Yes it should as the repurchase shows the company is making more money than it needs. Also the management is not throwing the money out the window to buy other businesses just because it has the money to do so (An example of this is American Standard. It was a good kitchen and bath fixture manufacturer. Years ago they bought an auto parts business and Trane air condition and heating business. Today, I just read they are spinning off the auto business, selling their kitchen and bath fixture business and will keep the AC/Heating part and rename them self Trane. Reason - The acquisitions were a mistake, there is more value to the parts when operating separately.).

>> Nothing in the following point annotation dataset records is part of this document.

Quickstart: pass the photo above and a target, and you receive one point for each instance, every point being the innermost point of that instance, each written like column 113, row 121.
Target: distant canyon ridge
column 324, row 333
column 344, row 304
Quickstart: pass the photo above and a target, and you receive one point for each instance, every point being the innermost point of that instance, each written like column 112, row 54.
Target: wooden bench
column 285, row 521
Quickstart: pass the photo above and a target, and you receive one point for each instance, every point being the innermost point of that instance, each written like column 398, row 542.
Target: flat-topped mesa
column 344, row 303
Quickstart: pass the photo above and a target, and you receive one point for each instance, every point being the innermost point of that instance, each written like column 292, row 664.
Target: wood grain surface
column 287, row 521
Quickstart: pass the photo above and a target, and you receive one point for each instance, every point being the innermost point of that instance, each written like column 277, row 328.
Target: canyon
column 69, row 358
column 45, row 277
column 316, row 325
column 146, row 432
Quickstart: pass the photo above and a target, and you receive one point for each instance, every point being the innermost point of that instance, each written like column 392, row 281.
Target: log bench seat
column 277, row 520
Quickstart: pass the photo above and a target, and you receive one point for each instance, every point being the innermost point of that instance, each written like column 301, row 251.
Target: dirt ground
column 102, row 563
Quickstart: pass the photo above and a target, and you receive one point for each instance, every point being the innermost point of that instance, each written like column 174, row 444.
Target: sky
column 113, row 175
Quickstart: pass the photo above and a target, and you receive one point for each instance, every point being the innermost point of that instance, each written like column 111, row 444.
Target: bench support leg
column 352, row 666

Even though by buying its own shares, the value of the company stays the same (value is just changed from cash to stock) it reduces the supply/demand ratio which means higher share price.

2007-02-01 01:46:40 · answer #1 · answered by gosh137 6 · 0 0

the quick answer is the fee will change immediately. it really is because fee is pushed via call for and provide, and the information statement of repurchase is sufficient to force different investors and arbitragers bid the fee up in count number of minutes if not seconds.

2016-12-03 07:47:14 · answer #2 · answered by Anonymous · 0 0

Yes, it's simple math.

price = earnings per share X multiple

If the earnings and multiple remain the same, but the number of shares decreases, then the price will go up.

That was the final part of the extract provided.